A key issue that motorists always bring up in the war against cyclists is: Why are cyclists allowed on the roads when they do not pay road tax?
The term "road tax" should not be taken literally, as it does not mean that the tax dollars collected are being used to build and maintain roads, nor does it mean that only motorists who pay road tax are allowed to use the roads.
If this is the case, all pedestrians using the road crossings should be paying road tax too.
As the Land Transport Authority (LTA) clarified in 2013: "Public roads are intended to be used by all road users, including cyclists and pedestrians. They are built and maintained using public funds collected from general taxes, including those who do not use motorised vehicles."
Furthermore, it can be clearly seen on the LTA's website that road tax is calculated based on a vehicle's engine capacity or power rating. These values are directly or indirectly linked to the amount of emissions produced by each vehicle type.
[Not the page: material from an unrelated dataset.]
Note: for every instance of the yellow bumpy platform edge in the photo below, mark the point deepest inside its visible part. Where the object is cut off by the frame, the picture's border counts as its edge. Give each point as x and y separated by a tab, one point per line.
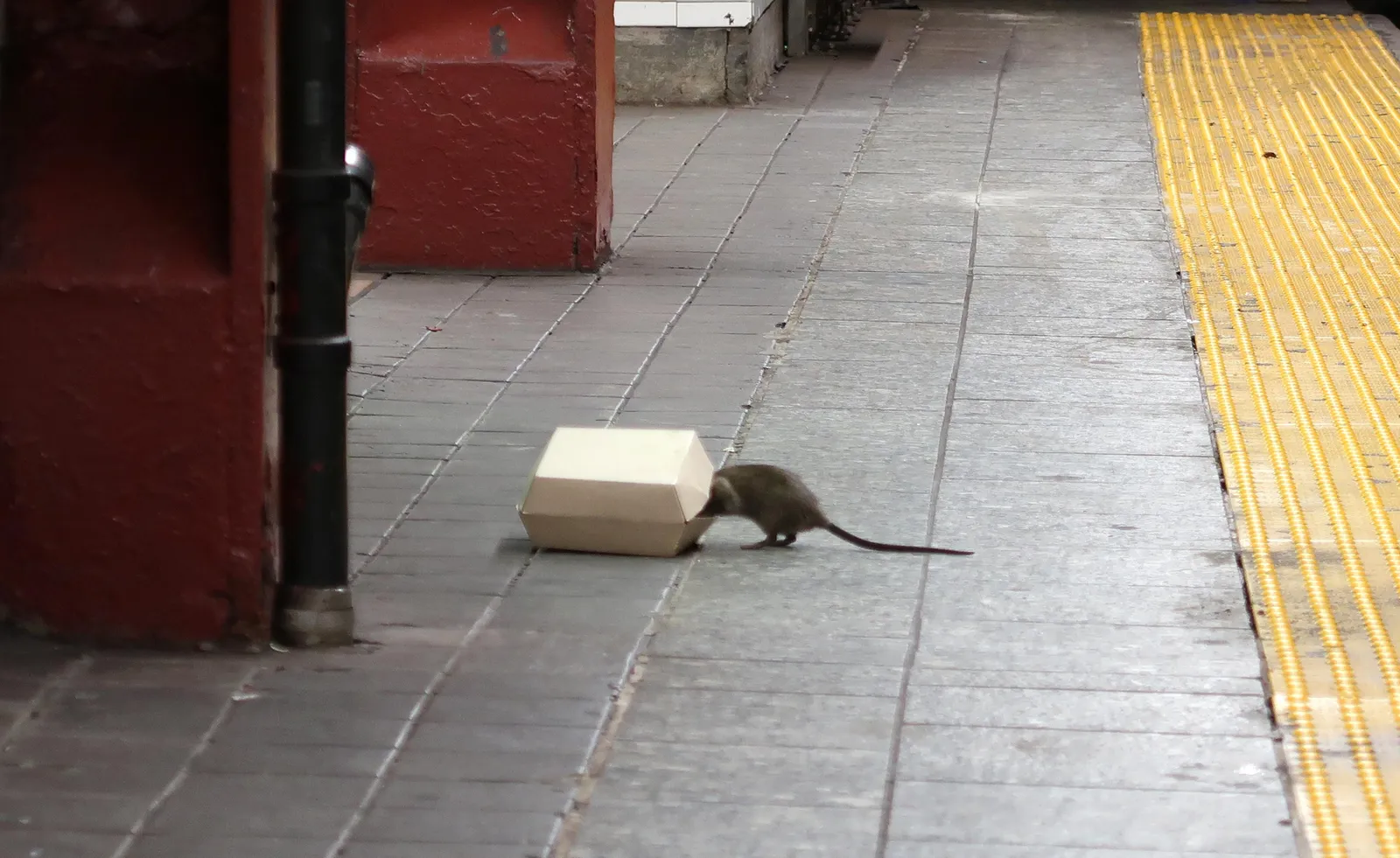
1278	149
A bicycle is human-powered, and does not emit any form of emissions. As such, cyclists are exempt from paying any road tax and are fully entitled to use the roads.
Motorists should understand the correct purpose of paying road tax instead of using it as an excuse to run cyclists off the roads.
Perhaps the LTA could consider changing the term "road tax" to something else, such as "emissions tax" or "environment tax" in order to correct the misconception.
Let us all be gracious road users and share the roads responsibly to make Singapore a better place for commuting for one and all.